In Fugit Amor, il “riutilizzo” e l’“assemblaggio” è riproposto, in multiforme e polivalente fusione con una pittura più normalizzante, calmante. Il punto di partenza è l’omonima scultura dell’artista francese Auguste Rodin, un capolavoro assoluto, un apice irraggiungibile.
Anselm Kiefer crea con l’opera classica, armoniosa, equilibrata, un rapporto di tensione e opposizione, un dialogo d’amore a distanza. L’amore messo in scena dalla mostra, comunicato da opere confezionate e donate allo spettatore in teche di vetro – cubicoli trasparenti che racchiudono e al contempo espongono con vulnerabile semplicità – non è l’amore tormentato tra amanti raffigurato da Rodin, ma un amore per il tutto.

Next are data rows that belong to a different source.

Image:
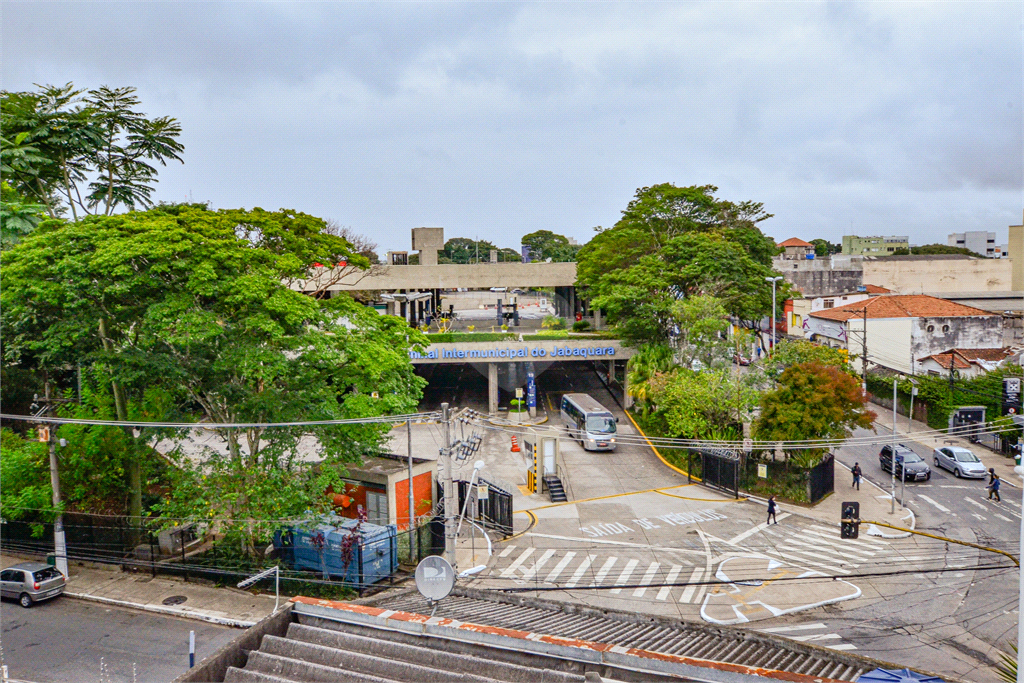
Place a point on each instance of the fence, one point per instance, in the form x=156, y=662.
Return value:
x=719, y=469
x=821, y=478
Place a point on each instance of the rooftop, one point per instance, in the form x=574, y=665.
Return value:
x=901, y=305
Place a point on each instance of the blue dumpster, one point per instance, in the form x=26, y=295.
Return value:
x=316, y=546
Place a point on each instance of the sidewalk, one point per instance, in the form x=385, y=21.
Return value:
x=225, y=606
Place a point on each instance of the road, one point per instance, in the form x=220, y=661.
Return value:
x=69, y=640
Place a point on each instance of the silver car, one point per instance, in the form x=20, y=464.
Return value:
x=31, y=582
x=961, y=462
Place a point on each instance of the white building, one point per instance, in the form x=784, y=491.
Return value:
x=899, y=331
x=979, y=242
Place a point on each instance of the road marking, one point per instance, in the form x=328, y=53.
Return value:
x=518, y=561
x=581, y=570
x=625, y=574
x=648, y=577
x=605, y=568
x=939, y=506
x=539, y=564
x=558, y=567
x=801, y=627
x=673, y=573
x=754, y=529
x=690, y=589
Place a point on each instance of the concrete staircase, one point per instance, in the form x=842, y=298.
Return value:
x=316, y=649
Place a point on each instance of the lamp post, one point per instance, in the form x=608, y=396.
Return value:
x=773, y=281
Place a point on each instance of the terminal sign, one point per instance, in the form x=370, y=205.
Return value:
x=520, y=352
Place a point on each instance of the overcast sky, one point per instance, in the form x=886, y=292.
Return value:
x=497, y=119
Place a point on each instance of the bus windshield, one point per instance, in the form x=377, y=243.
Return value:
x=601, y=424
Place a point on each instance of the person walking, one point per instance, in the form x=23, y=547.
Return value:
x=993, y=488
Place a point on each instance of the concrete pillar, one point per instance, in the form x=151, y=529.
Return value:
x=493, y=388
x=627, y=398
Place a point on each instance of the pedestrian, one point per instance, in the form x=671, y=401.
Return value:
x=993, y=488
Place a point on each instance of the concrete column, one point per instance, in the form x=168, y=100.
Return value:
x=627, y=398
x=493, y=388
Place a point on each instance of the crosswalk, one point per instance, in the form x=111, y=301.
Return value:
x=811, y=633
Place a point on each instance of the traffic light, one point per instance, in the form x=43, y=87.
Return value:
x=850, y=523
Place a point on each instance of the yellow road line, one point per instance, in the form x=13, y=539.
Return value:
x=659, y=457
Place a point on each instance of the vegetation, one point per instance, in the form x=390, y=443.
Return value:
x=673, y=243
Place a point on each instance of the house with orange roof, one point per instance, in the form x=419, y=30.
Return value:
x=795, y=248
x=899, y=331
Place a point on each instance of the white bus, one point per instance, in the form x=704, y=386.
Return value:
x=589, y=422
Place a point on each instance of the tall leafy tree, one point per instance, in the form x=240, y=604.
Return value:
x=91, y=152
x=674, y=243
x=201, y=304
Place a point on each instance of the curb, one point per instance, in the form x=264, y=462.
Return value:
x=159, y=609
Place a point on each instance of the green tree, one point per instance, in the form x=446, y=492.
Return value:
x=93, y=150
x=674, y=243
x=545, y=244
x=812, y=401
x=199, y=303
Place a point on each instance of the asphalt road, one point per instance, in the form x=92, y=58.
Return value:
x=69, y=640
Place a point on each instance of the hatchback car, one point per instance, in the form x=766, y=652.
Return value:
x=961, y=462
x=906, y=460
x=31, y=582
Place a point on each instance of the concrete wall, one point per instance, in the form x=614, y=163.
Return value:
x=476, y=275
x=913, y=275
x=980, y=332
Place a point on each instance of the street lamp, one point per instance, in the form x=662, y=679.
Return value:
x=773, y=281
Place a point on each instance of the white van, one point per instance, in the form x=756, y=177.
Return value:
x=589, y=422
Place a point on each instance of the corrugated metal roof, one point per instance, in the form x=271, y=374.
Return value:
x=641, y=632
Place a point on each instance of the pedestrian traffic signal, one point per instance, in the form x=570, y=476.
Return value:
x=850, y=523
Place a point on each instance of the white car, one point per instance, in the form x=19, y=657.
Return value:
x=961, y=462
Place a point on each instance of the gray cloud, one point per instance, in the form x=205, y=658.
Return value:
x=499, y=119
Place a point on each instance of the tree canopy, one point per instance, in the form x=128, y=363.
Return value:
x=89, y=152
x=198, y=303
x=674, y=243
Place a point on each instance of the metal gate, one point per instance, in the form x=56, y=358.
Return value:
x=821, y=478
x=719, y=468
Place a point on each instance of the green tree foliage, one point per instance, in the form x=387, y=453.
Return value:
x=90, y=151
x=198, y=303
x=707, y=404
x=546, y=245
x=674, y=243
x=812, y=400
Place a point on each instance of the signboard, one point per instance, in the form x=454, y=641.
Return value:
x=1011, y=395
x=434, y=578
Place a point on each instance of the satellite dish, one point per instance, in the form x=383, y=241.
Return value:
x=434, y=578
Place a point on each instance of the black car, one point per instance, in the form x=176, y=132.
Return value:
x=915, y=467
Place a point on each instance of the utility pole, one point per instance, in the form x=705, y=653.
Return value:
x=448, y=486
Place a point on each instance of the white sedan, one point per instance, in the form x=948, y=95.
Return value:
x=961, y=462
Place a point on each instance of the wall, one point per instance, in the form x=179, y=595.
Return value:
x=979, y=332
x=918, y=275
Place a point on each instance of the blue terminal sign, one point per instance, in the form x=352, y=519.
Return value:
x=519, y=352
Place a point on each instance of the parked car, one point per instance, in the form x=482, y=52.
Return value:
x=961, y=462
x=916, y=469
x=32, y=582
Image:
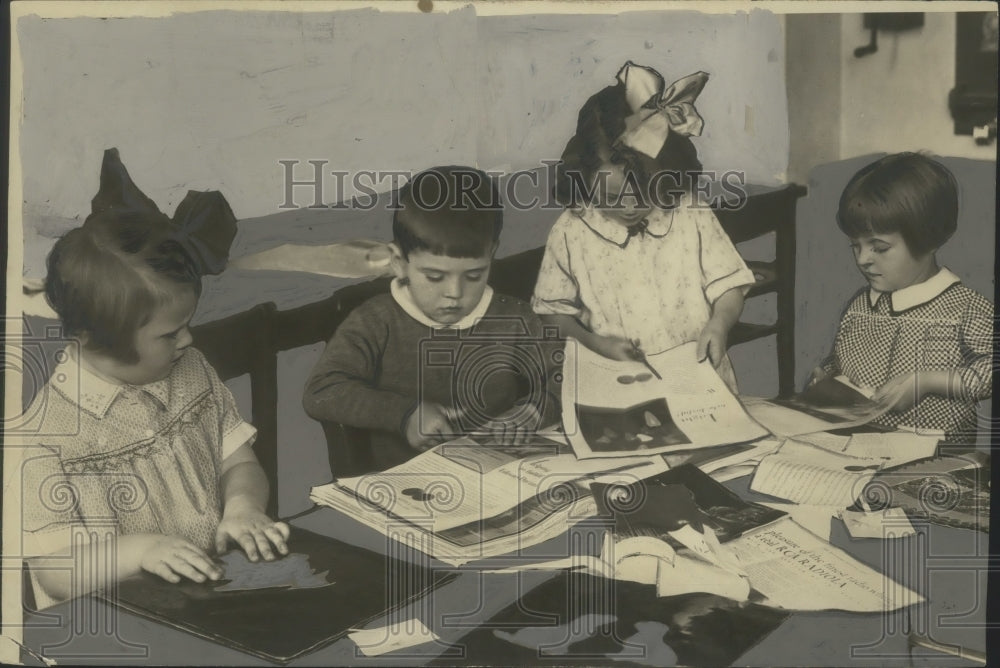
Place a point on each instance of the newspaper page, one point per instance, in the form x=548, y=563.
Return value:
x=475, y=502
x=804, y=473
x=797, y=570
x=615, y=409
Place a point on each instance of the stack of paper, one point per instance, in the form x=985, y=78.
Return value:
x=460, y=501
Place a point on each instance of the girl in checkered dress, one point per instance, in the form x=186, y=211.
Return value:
x=915, y=335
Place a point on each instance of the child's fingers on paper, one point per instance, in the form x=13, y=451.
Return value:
x=263, y=543
x=188, y=570
x=164, y=571
x=701, y=348
x=197, y=559
x=277, y=538
x=248, y=545
x=283, y=529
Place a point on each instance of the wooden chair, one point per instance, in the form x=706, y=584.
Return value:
x=753, y=217
x=244, y=344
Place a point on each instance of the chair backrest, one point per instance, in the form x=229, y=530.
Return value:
x=244, y=344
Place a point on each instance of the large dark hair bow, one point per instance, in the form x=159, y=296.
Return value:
x=203, y=222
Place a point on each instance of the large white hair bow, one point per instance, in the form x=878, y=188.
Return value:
x=657, y=111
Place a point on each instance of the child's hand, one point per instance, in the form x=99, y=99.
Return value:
x=428, y=425
x=613, y=347
x=516, y=426
x=903, y=392
x=818, y=374
x=172, y=557
x=899, y=393
x=712, y=344
x=253, y=531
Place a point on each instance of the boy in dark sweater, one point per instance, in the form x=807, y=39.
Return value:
x=441, y=355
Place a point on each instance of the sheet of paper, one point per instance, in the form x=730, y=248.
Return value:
x=399, y=635
x=735, y=471
x=814, y=518
x=807, y=474
x=291, y=571
x=613, y=409
x=687, y=574
x=797, y=570
x=360, y=258
x=893, y=448
x=825, y=440
x=888, y=523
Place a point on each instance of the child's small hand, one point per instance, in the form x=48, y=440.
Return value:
x=818, y=374
x=613, y=347
x=516, y=426
x=429, y=425
x=172, y=557
x=253, y=531
x=712, y=344
x=899, y=393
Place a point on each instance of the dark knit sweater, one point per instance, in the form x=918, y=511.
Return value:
x=381, y=362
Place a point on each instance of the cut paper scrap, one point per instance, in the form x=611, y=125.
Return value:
x=556, y=640
x=33, y=300
x=396, y=636
x=649, y=641
x=359, y=258
x=292, y=572
x=889, y=523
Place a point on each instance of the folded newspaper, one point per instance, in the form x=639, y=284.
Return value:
x=463, y=501
x=669, y=402
x=829, y=403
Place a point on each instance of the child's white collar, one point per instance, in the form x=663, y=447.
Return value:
x=918, y=293
x=92, y=392
x=401, y=293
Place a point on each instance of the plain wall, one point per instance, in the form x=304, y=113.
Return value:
x=213, y=100
x=896, y=99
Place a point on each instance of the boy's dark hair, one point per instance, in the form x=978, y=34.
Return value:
x=106, y=278
x=453, y=211
x=908, y=193
x=673, y=171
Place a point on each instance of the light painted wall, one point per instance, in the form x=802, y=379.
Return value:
x=540, y=70
x=897, y=99
x=213, y=100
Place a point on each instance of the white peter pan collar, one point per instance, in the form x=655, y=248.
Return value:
x=401, y=293
x=918, y=293
x=658, y=224
x=92, y=392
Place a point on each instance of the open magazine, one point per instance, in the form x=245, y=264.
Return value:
x=620, y=409
x=832, y=402
x=461, y=501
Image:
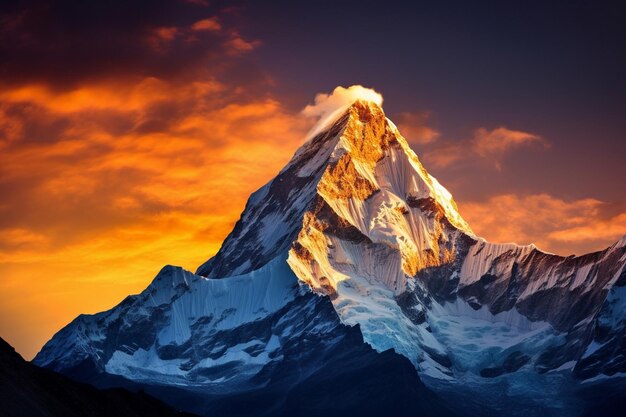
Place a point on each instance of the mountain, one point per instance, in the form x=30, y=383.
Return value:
x=29, y=391
x=352, y=255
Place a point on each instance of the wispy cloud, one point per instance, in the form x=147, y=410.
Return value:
x=485, y=146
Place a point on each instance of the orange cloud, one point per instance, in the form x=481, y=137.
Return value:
x=553, y=224
x=486, y=145
x=210, y=24
x=414, y=127
x=133, y=178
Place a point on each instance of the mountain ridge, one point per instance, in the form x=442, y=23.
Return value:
x=354, y=226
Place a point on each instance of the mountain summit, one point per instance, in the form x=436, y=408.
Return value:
x=354, y=251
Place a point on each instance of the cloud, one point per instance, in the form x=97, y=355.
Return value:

Un amore eterno, mitico, ancestrale; un amore che abbraccia i mali quotidiani, per i fiori e i petali caduti e riutilizzati, per cerotti, fogli, tronchi morti, aste di ferro, bulloni, assi, lamiere. L’amore per le cose inutili, perdute, inanimate. Un amore per la fatiscenza della modernità, quasi un riferimento alla “poetica del brutto” di ispirazione baudelairiana.
Kiefer immerge questo amore in una narrazione fluida di tempo e spazio, senza incatenarla in un susseguirsi cronologico, senza indagarne la logicità. Tempo e spazio sono trattati come un unico liquido amniotico che nutre e dal quale nascono i miti e i romanzi cavallereschi, l’immondizia e la natura, l’uomo e la sua storia, il bello e l’orrido, la religione e i tubi di scarico, la perfezione formale e la stortura, la morte assieme alla vita. Nulla merita amore più di qualcos’altro, perché in questo liquido tutto coesiste e vive, cambiando la sua forma, mutando, involvendo ed evolvendo senza sosta; tutto resta, tuttavia, amabile e venerabile, perché parte dell’esistente.
Kiefer, da artista poliedrico e uomo d’intelletto, ha immaginato e costruito un lavoro di religiosa solennità, sconvolgente modernità e grande ricchezza esegetica, fornendo al suo pubblico un’occasione di riflessione emozionante e dissestante, dimostrando, ancora una volta, quanto l’arte continui ad essere imperituramente il pungolo del pensiero.